As our ammunition-selling retail sources tell us, 380 ACP pistols are increasingly popular, and because of that interest, new handguns for the chambering are being introduced at a steady pace. While we have serious reservations concerning the stopping potential of the 380 ACP round, there are some loads that are better than others, and we included these in the test program that follows. Regarding the handguns themselves, here we test three, two that are new variants by respected makers and a third that is a veteran name in the 380 ACP field, despite its being marketed for slim guys who often wear tuxedos.

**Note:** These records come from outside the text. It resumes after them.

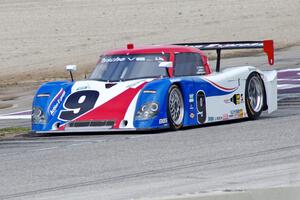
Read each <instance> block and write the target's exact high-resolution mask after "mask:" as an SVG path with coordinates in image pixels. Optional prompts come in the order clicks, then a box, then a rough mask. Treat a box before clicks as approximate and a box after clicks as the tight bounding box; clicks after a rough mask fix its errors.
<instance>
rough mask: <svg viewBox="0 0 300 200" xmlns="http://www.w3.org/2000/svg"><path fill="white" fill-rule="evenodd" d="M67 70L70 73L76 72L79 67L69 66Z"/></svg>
mask: <svg viewBox="0 0 300 200" xmlns="http://www.w3.org/2000/svg"><path fill="white" fill-rule="evenodd" d="M66 70H67V71H68V72H75V71H76V70H77V66H76V65H67V66H66Z"/></svg>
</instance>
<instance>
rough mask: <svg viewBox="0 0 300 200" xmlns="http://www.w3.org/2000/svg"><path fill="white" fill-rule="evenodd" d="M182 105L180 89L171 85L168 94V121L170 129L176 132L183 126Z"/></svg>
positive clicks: (182, 97) (173, 85)
mask: <svg viewBox="0 0 300 200" xmlns="http://www.w3.org/2000/svg"><path fill="white" fill-rule="evenodd" d="M183 118H184V103H183V97H182V94H181V91H180V89H179V88H178V86H177V85H172V86H171V87H170V89H169V94H168V119H169V123H170V128H171V129H173V130H178V129H180V128H181V127H182V125H183Z"/></svg>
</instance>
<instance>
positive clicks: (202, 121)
mask: <svg viewBox="0 0 300 200" xmlns="http://www.w3.org/2000/svg"><path fill="white" fill-rule="evenodd" d="M196 105H197V121H198V123H199V124H203V123H204V122H205V120H206V96H205V93H204V92H203V91H202V90H199V91H198V92H197V95H196Z"/></svg>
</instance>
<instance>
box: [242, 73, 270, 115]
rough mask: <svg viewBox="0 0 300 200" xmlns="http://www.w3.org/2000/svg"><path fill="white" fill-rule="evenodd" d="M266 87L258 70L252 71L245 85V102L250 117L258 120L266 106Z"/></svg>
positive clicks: (248, 114)
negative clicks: (245, 84)
mask: <svg viewBox="0 0 300 200" xmlns="http://www.w3.org/2000/svg"><path fill="white" fill-rule="evenodd" d="M265 98H266V95H265V87H264V83H263V80H262V79H261V77H260V75H259V74H258V73H257V72H252V73H251V74H250V75H249V76H248V78H247V80H246V87H245V104H246V110H247V114H248V118H249V119H251V120H256V119H258V118H259V116H260V115H261V113H262V111H263V109H264V108H265Z"/></svg>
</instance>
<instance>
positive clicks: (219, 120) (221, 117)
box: [215, 116, 223, 121]
mask: <svg viewBox="0 0 300 200" xmlns="http://www.w3.org/2000/svg"><path fill="white" fill-rule="evenodd" d="M222 120H223V117H222V116H218V117H215V121H222Z"/></svg>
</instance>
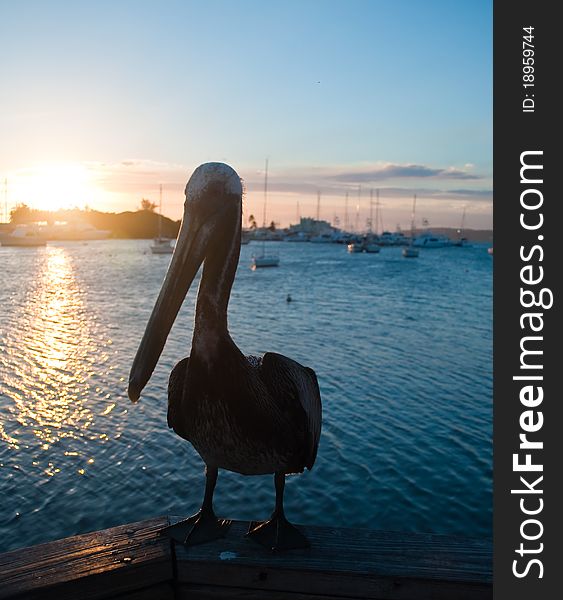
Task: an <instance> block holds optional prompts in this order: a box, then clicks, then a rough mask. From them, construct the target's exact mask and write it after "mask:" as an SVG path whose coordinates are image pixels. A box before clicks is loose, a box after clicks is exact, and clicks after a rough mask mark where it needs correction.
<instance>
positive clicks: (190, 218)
mask: <svg viewBox="0 0 563 600" xmlns="http://www.w3.org/2000/svg"><path fill="white" fill-rule="evenodd" d="M241 195H242V186H241V181H240V178H239V176H238V175H237V173H236V171H234V170H233V169H232V168H231V167H229V166H228V165H225V164H223V163H206V164H203V165H201V166H199V167H198V168H197V169H196V170H195V171H194V173H193V174H192V176H191V177H190V180H189V181H188V184H187V186H186V203H185V210H184V218H183V219H182V225H181V227H180V233H179V234H178V239H177V240H176V246H175V248H174V254H173V255H172V260H171V261H170V266H169V267H168V272H167V273H166V277H165V279H164V283H163V284H162V289H161V290H160V294H159V295H158V299H157V301H156V304H155V306H154V308H153V311H152V314H151V316H150V319H149V322H148V324H147V328H146V329H145V333H144V335H143V339H142V340H141V344H140V346H139V349H138V350H137V354H136V356H135V360H134V361H133V366H132V367H131V373H130V374H129V386H128V388H127V393H128V395H129V398H130V399H131V400H132V401H133V402H136V401H137V400H138V399H139V397H140V395H141V392H142V391H143V388H144V387H145V385H146V384H147V382H148V380H149V379H150V377H151V375H152V372H153V371H154V368H155V367H156V363H157V362H158V359H159V358H160V355H161V353H162V350H163V348H164V344H165V343H166V339H167V337H168V334H169V333H170V329H171V328H172V325H173V324H174V320H175V319H176V316H177V314H178V311H179V310H180V307H181V306H182V302H183V301H184V298H185V297H186V294H187V293H188V290H189V289H190V286H191V284H192V282H193V280H194V278H195V276H196V274H197V271H198V269H199V267H200V265H201V263H202V262H203V260H204V258H205V255H206V252H207V248H208V245H209V241H210V240H211V238H212V233H213V229H214V227H215V221H216V215H217V214H218V212H217V208H218V205H217V203H216V201H217V200H221V198H224V197H225V196H227V197H231V198H237V199H238V201H240V198H241ZM220 207H221V205H220V204H219V208H220Z"/></svg>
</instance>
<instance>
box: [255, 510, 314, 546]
mask: <svg viewBox="0 0 563 600" xmlns="http://www.w3.org/2000/svg"><path fill="white" fill-rule="evenodd" d="M246 535H247V537H249V538H250V539H251V540H254V541H255V542H257V543H258V544H260V545H262V546H265V547H266V548H269V549H271V550H272V552H280V551H283V550H297V549H299V548H309V546H310V544H309V540H308V539H307V538H306V537H305V536H304V535H303V534H302V533H301V532H300V531H299V529H297V527H295V525H292V524H291V523H290V522H289V521H288V520H287V519H286V518H285V515H284V514H283V513H281V514H279V513H276V512H274V514H273V515H272V517H271V519H270V520H269V521H263V522H256V521H253V522H251V523H250V527H249V529H248V533H247V534H246Z"/></svg>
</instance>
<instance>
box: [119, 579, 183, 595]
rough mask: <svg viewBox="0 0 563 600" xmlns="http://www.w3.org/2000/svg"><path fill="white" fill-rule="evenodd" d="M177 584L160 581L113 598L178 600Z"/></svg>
mask: <svg viewBox="0 0 563 600" xmlns="http://www.w3.org/2000/svg"><path fill="white" fill-rule="evenodd" d="M176 598H177V595H176V586H175V584H174V583H173V582H172V581H171V582H170V583H159V584H157V585H151V586H150V587H146V588H143V589H142V590H136V591H134V592H129V593H127V594H123V595H120V596H113V597H112V600H176Z"/></svg>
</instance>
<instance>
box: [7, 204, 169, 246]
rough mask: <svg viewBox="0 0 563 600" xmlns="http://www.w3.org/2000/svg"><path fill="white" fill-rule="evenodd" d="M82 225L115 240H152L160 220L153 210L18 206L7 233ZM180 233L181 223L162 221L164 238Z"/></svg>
mask: <svg viewBox="0 0 563 600" xmlns="http://www.w3.org/2000/svg"><path fill="white" fill-rule="evenodd" d="M57 221H59V222H68V223H73V222H82V223H89V224H90V225H92V226H94V227H96V228H97V229H104V230H109V231H111V236H112V237H114V238H134V239H150V238H153V237H155V236H157V235H158V229H159V223H158V221H159V216H158V214H157V213H155V212H154V211H152V210H137V211H134V212H132V211H128V212H123V213H105V212H100V211H97V210H80V209H70V210H59V211H55V212H51V211H41V210H35V209H32V208H29V207H28V206H26V205H25V204H22V205H19V206H18V207H16V208H15V209H14V210H12V211H11V223H10V225H7V226H5V229H8V230H11V229H13V227H14V226H15V225H17V224H19V223H37V222H47V223H49V224H52V223H55V222H57ZM179 229H180V221H172V220H171V219H168V218H167V217H162V231H161V233H162V235H163V236H165V237H170V238H173V239H175V238H176V236H177V235H178V231H179Z"/></svg>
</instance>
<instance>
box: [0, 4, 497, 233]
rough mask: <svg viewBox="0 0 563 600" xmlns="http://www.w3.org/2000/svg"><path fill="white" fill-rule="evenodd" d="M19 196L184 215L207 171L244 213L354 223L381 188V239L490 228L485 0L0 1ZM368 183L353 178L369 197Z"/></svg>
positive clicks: (490, 222) (488, 8) (489, 21)
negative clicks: (449, 0) (370, 197)
mask: <svg viewBox="0 0 563 600" xmlns="http://www.w3.org/2000/svg"><path fill="white" fill-rule="evenodd" d="M0 51H1V55H2V60H1V61H0V81H1V82H2V85H1V86H0V135H1V138H2V140H3V143H2V144H1V145H0V177H2V178H3V179H6V178H7V180H8V187H7V189H8V194H7V195H8V203H9V204H10V205H13V204H15V203H16V202H26V203H27V204H29V205H31V206H36V207H52V208H55V207H56V205H57V203H58V204H59V205H62V206H70V205H77V206H83V205H84V204H88V205H90V206H93V207H95V208H100V209H103V210H115V211H119V210H126V209H135V208H136V207H138V205H139V204H140V200H141V198H142V197H148V198H151V199H153V200H158V198H157V196H158V189H159V185H160V184H163V190H164V192H163V212H164V213H165V214H167V215H169V216H171V217H174V218H179V217H180V216H181V205H182V200H183V198H182V190H183V187H184V185H185V182H186V180H187V178H188V177H189V175H190V173H191V171H192V170H193V169H194V168H195V167H196V166H197V165H198V164H199V163H201V162H205V161H208V160H222V161H225V162H228V163H229V164H231V165H232V166H233V167H234V168H235V169H237V171H238V172H239V173H240V175H241V176H242V177H243V179H244V180H245V184H246V190H247V197H246V201H245V211H246V214H247V215H248V214H249V213H250V212H254V213H255V214H258V215H261V210H262V199H263V191H262V188H263V170H264V161H265V158H266V157H268V158H269V165H270V167H269V176H270V177H269V181H270V186H269V199H268V220H270V219H275V220H276V221H278V222H279V223H281V224H282V225H286V224H287V223H288V222H290V221H295V220H296V217H297V214H301V215H302V216H307V215H311V216H314V214H315V210H316V201H317V192H318V191H320V193H321V207H322V209H321V217H323V218H325V219H327V220H330V221H332V220H333V219H334V217H335V216H339V217H340V218H341V219H342V216H343V215H342V211H343V207H344V196H345V194H346V192H348V193H349V196H350V199H351V200H350V202H351V204H350V205H351V206H352V205H353V210H357V207H356V206H355V203H357V202H358V198H360V200H359V202H360V215H361V216H360V219H359V222H360V223H363V222H364V221H365V217H366V215H367V211H368V198H369V193H370V190H375V189H379V192H380V197H381V200H382V213H383V219H384V225H385V227H386V228H389V229H394V228H395V225H396V224H400V225H401V226H402V227H404V228H406V227H408V223H409V219H410V206H411V204H412V195H413V194H414V193H416V194H417V196H418V198H419V199H418V201H417V207H420V208H419V209H418V210H417V212H418V213H419V214H418V217H419V218H420V219H422V218H427V219H428V220H429V221H430V223H431V224H434V225H436V226H438V225H452V226H457V225H459V220H460V218H461V213H462V209H463V207H464V206H465V207H466V225H467V226H468V227H474V228H480V227H492V1H481V0H457V1H454V0H450V1H432V0H428V1H424V2H423V1H421V0H361V1H358V0H338V1H336V0H332V1H331V0H326V1H322V0H300V1H291V0H284V1H283V2H273V1H272V2H265V1H262V2H258V1H254V0H238V1H237V0H232V1H209V2H201V1H199V2H195V1H190V0H184V1H171V0H160V1H156V0H154V1H147V0H145V1H143V0H137V1H133V0H114V1H113V2H109V1H104V0H98V1H97V2H85V1H80V0H74V1H65V2H63V1H55V0H50V1H43V2H31V1H28V0H20V1H19V2H13V1H11V0H0ZM360 186H361V187H360Z"/></svg>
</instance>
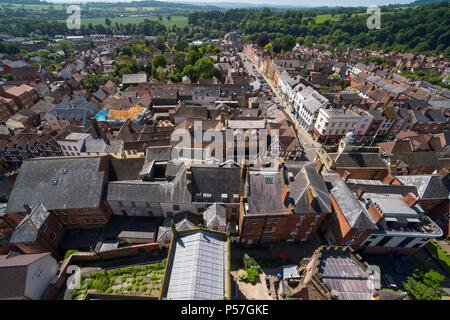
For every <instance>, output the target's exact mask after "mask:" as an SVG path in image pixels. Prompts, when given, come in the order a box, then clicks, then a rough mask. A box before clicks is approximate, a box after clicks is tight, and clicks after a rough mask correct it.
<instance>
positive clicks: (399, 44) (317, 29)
mask: <svg viewBox="0 0 450 320" xmlns="http://www.w3.org/2000/svg"><path fill="white" fill-rule="evenodd" d="M382 9H383V10H384V11H386V9H387V8H382ZM330 10H331V9H330ZM341 10H343V13H338V14H334V15H330V17H329V19H326V20H325V21H323V22H322V23H318V22H317V21H316V19H315V18H314V17H311V11H309V12H308V17H306V16H305V12H303V11H300V10H286V11H283V12H275V11H271V10H270V9H268V8H264V9H263V10H246V9H234V10H228V11H209V12H193V13H191V14H190V15H189V23H192V24H194V25H199V26H201V27H203V28H205V29H207V30H219V31H221V32H228V31H231V30H238V31H240V32H242V33H243V34H245V35H246V37H247V38H248V39H249V40H251V41H255V40H256V39H257V38H258V36H260V34H261V33H267V35H268V36H269V40H270V41H271V42H281V43H283V44H284V47H285V49H289V45H290V44H292V43H294V44H295V40H296V41H297V42H299V43H304V44H306V45H308V44H312V43H329V44H332V45H335V46H356V47H361V48H368V49H384V50H388V51H391V50H393V51H412V52H419V53H424V54H441V53H443V54H444V55H445V56H446V57H449V56H450V46H449V44H450V29H449V28H448V26H449V25H450V8H449V3H448V1H445V2H438V3H433V4H426V5H421V6H416V7H405V8H397V9H395V10H394V11H390V10H389V12H382V16H381V29H379V30H369V29H368V28H367V24H366V23H367V18H368V15H367V14H365V13H358V14H354V13H353V14H352V12H351V11H346V10H345V9H341ZM352 10H354V8H352ZM292 39H294V41H292Z"/></svg>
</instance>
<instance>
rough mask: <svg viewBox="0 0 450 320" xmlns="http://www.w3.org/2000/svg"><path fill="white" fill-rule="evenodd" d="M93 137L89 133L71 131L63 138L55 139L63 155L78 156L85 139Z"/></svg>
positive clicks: (91, 138)
mask: <svg viewBox="0 0 450 320" xmlns="http://www.w3.org/2000/svg"><path fill="white" fill-rule="evenodd" d="M90 139H93V138H92V136H91V135H90V134H89V133H77V132H72V133H71V134H69V135H68V136H67V137H65V138H64V139H58V140H56V143H58V145H59V146H60V147H61V150H62V152H63V153H64V155H65V156H72V157H73V156H79V155H80V153H81V149H82V148H83V146H84V144H85V142H86V140H90Z"/></svg>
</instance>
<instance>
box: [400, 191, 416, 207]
mask: <svg viewBox="0 0 450 320" xmlns="http://www.w3.org/2000/svg"><path fill="white" fill-rule="evenodd" d="M403 200H404V201H405V202H406V204H407V205H408V206H409V207H410V208H412V207H414V206H415V205H416V204H417V201H419V197H418V196H416V195H414V193H412V192H408V194H407V195H406V196H404V197H403Z"/></svg>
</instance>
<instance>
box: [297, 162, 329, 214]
mask: <svg viewBox="0 0 450 320" xmlns="http://www.w3.org/2000/svg"><path fill="white" fill-rule="evenodd" d="M310 187H311V188H313V190H314V192H315V194H316V195H317V199H318V201H317V204H315V205H314V206H313V207H311V206H310V205H309V199H308V198H309V197H308V188H310ZM289 189H290V191H291V194H290V197H291V198H292V199H293V200H294V203H295V205H294V210H295V212H297V213H309V212H320V213H322V212H331V211H332V209H331V199H330V195H329V192H328V189H327V186H326V185H325V182H324V181H323V179H322V177H321V176H320V175H319V174H318V173H317V171H316V169H315V163H311V164H308V165H306V166H304V167H303V168H302V169H301V170H300V171H299V172H298V174H297V175H296V176H295V179H294V181H293V182H291V183H290V184H289Z"/></svg>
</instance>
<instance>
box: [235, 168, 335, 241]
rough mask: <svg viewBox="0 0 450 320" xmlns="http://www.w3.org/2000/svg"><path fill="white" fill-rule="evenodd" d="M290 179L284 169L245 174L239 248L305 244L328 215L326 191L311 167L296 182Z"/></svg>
mask: <svg viewBox="0 0 450 320" xmlns="http://www.w3.org/2000/svg"><path fill="white" fill-rule="evenodd" d="M289 176H290V177H289V179H287V176H286V173H285V167H284V165H282V166H281V167H280V168H279V169H277V170H276V169H273V168H264V169H262V170H258V171H253V170H252V169H249V170H248V171H247V173H246V182H245V188H244V195H243V197H242V198H241V207H240V215H239V236H240V242H241V243H242V244H245V245H258V244H264V243H272V242H279V241H288V242H292V241H306V240H308V239H310V237H311V236H312V235H313V234H314V233H315V232H316V230H317V228H318V227H319V226H320V224H321V222H322V221H323V220H324V218H325V217H326V215H327V214H328V213H329V212H331V203H330V198H329V196H328V193H327V188H326V186H325V183H324V182H323V180H322V179H321V177H320V176H319V175H318V173H317V171H316V170H315V164H314V163H313V164H309V165H307V166H305V167H304V168H302V169H301V170H300V171H299V172H298V173H297V175H296V176H295V178H294V177H293V175H289ZM289 182H290V183H289Z"/></svg>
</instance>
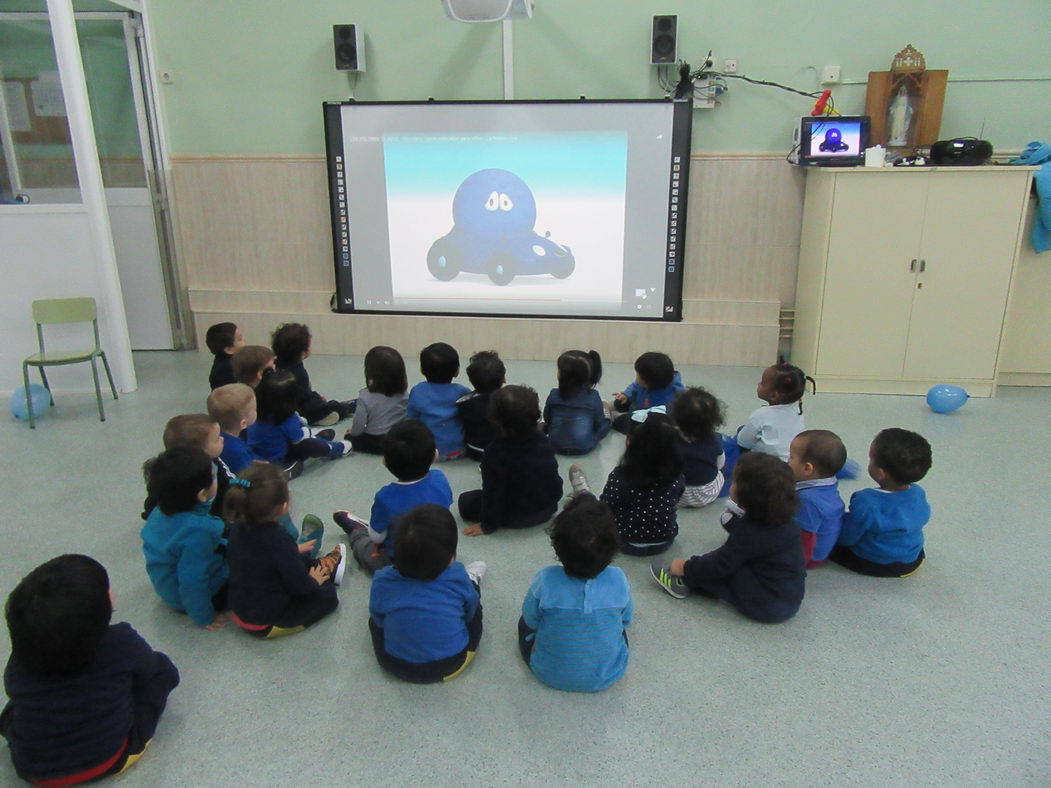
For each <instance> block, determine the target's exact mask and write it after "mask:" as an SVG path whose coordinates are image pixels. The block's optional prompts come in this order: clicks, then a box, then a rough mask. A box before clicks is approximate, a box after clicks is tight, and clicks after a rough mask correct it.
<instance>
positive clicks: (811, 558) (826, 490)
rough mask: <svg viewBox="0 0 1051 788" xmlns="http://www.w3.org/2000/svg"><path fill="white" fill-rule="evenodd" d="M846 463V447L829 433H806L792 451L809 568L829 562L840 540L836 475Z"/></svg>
mask: <svg viewBox="0 0 1051 788" xmlns="http://www.w3.org/2000/svg"><path fill="white" fill-rule="evenodd" d="M846 461H847V450H846V447H844V445H843V441H842V440H840V436H839V435H837V434H836V433H833V432H829V431H828V430H804V431H803V432H801V433H800V434H799V435H797V436H796V437H795V438H792V441H791V445H790V447H789V449H788V468H790V469H791V471H792V474H794V475H795V476H796V492H797V494H798V495H799V510H798V511H797V512H796V522H798V523H799V527H800V537H801V538H802V540H803V558H804V560H806V567H807V568H808V569H809V568H813V567H816V566H821V564H823V563H824V562H825V559H826V558H828V554H829V553H831V552H832V547H834V546H836V540H837V539H839V537H840V530H841V528H842V527H843V511H844V506H843V499H842V498H840V484H839V481H837V479H836V474H838V473H839V472H840V471H842V470H843V465H844V464H846Z"/></svg>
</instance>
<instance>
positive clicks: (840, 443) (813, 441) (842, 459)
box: [795, 430, 847, 478]
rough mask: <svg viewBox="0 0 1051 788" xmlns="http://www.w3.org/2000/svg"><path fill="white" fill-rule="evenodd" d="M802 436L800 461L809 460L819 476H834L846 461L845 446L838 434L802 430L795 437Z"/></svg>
mask: <svg viewBox="0 0 1051 788" xmlns="http://www.w3.org/2000/svg"><path fill="white" fill-rule="evenodd" d="M799 438H803V451H802V453H801V454H800V457H799V458H800V460H801V461H802V462H809V463H810V464H811V465H813V470H815V471H817V472H818V475H819V476H821V478H828V477H829V476H836V474H838V473H839V472H840V471H842V470H843V465H845V464H846V463H847V448H846V447H845V445H843V441H842V440H840V436H839V435H837V434H836V433H833V432H830V431H828V430H804V431H803V432H801V433H800V434H799V435H797V436H796V438H795V439H799Z"/></svg>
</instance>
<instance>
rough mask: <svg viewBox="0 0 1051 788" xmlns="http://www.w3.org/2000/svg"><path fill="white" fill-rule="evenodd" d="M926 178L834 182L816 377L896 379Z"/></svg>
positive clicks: (900, 375) (910, 178)
mask: <svg viewBox="0 0 1051 788" xmlns="http://www.w3.org/2000/svg"><path fill="white" fill-rule="evenodd" d="M926 195H927V179H926V178H924V177H923V174H922V173H920V172H914V173H912V172H901V173H899V172H893V173H887V172H871V173H863V172H858V173H843V174H838V175H836V196H834V204H833V208H832V225H831V230H830V233H829V243H828V263H827V267H826V273H825V294H824V299H823V307H822V312H821V335H820V337H819V345H818V347H819V350H818V368H817V371H816V375H817V376H818V379H819V381H820V379H821V378H820V376H821V375H844V376H852V377H901V374H902V368H903V365H904V362H905V350H906V346H907V339H908V330H909V311H910V309H911V306H912V290H913V287H914V286H913V281H914V278H915V274H913V273H912V271H911V270H910V262H911V261H912V260H913V258H915V257H916V255H918V250H919V249H920V239H921V231H922V224H923V211H924V203H925V201H926Z"/></svg>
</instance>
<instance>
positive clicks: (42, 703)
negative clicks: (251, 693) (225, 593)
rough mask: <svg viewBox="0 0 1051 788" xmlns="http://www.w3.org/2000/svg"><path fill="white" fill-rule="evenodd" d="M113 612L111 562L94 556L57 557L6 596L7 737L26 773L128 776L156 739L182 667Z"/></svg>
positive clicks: (0, 720) (5, 668)
mask: <svg viewBox="0 0 1051 788" xmlns="http://www.w3.org/2000/svg"><path fill="white" fill-rule="evenodd" d="M112 611H114V593H112V590H111V589H110V587H109V577H108V575H107V574H106V569H105V568H104V567H103V566H102V564H100V563H99V562H98V561H96V560H94V559H91V558H88V557H87V556H77V555H67V556H59V557H58V558H53V559H51V560H50V561H47V562H46V563H44V564H41V565H40V566H38V567H37V568H35V569H34V571H33V572H30V573H29V574H28V575H26V576H25V577H24V578H23V579H22V581H21V582H20V583H19V584H18V585H17V586H16V587H15V590H13V592H12V593H11V596H9V597H8V598H7V605H6V607H5V613H6V618H7V630H8V633H9V634H11V646H12V648H11V650H12V655H11V658H9V659H8V660H7V667H6V668H5V670H4V692H5V693H6V696H7V699H8V700H7V705H6V706H5V707H4V710H3V713H2V714H0V734H2V735H3V737H4V739H6V740H7V747H8V749H9V750H11V760H12V762H13V763H14V764H15V771H17V772H18V775H19V776H20V777H22V779H23V780H25V781H27V782H30V783H35V784H36V785H77V784H79V783H86V782H89V781H94V780H99V779H101V777H104V776H106V775H108V774H119V773H120V772H122V771H124V770H125V769H127V768H129V767H130V766H132V765H133V764H135V763H136V762H137V761H138V760H139V758H140V756H141V755H142V753H143V752H144V751H145V749H146V745H148V744H149V743H150V741H151V740H152V738H153V731H154V730H156V729H157V724H158V722H159V721H160V719H161V714H162V713H163V712H164V707H165V705H166V704H167V701H168V693H170V692H171V690H172V689H174V688H176V687H177V686H179V671H178V670H177V669H176V666H174V665H172V664H171V660H169V659H168V658H167V656H166V655H163V654H161V652H160V651H154V650H153V649H152V648H150V647H149V644H148V643H147V642H146V641H145V640H143V639H142V637H141V636H140V635H139V634H138V633H137V631H136V630H135V629H132V628H131V627H130V626H129V625H128V624H126V623H123V622H122V623H119V624H110V623H109V622H110V618H111V616H112Z"/></svg>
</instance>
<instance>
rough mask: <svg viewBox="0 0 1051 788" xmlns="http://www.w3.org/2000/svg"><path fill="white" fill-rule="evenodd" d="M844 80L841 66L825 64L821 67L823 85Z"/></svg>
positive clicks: (839, 81) (821, 80)
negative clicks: (831, 65)
mask: <svg viewBox="0 0 1051 788" xmlns="http://www.w3.org/2000/svg"><path fill="white" fill-rule="evenodd" d="M841 81H842V79H841V74H840V67H839V66H825V67H824V68H822V69H821V84H822V85H838V84H839V83H840V82H841Z"/></svg>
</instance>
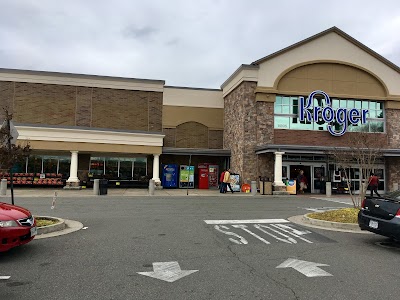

The first of these handguns is the Smith & Wesson M&P 380 Shield EZ 180023, $384, an important step toward offering a handgun that is well suited to those with lowered hand strength and dexterity. The new Shield isn’t a micro-compact pistol but is instead a nice-sized 380 that is all about easy shooting. The “EZ” part of the name refers to an easy cocking system Smith & Wesson claims will make the pistol better for those with limited hand strength to fire and use. If it works as advertised, Smith & Wesson will have provided a handgun that fills a real need. In initial handling, we found the Shield is easier to use than a revolver and most double-action-first-shot pistols because the other types may stress the trigger finger of elderly or female shooters. Likewise, double-action-only or striker-fired safe-action pistols may also present a problem with trigger strength with some shooters. For perspective, we also touched upon the Colt 1903, which, surprisingly, has much in common with the Smith & Wesson Military & Police 380 EZ.
Next up is the Springfield Armory 911 Bi-Tone PG9109S, $516. The Springfield 911 (nine-one-one) is a small 380 ACP that is adorned from the factory with night sights and a set of custom-grade grips. The 911 name was chosen for those who may have to be their own first responder. If you get in a tussle, the thinking goes, police are minutes away if you call 9-1-1, while danger is only seconds away. So, carry the Springfield 911 and be ready at the ready. There are four different 911 models. The PG9109 has a black nitride slide and lists for $599 (see page 16). Two models come with Viridian Green Grip Lasers, the PG9109VG with a black nitride, $789; and the PG9109SVG with a brushed stainless-steel slide, also $789. Our test gun, the PG9109S, has a brushed stainless-steel slide and lists for $599.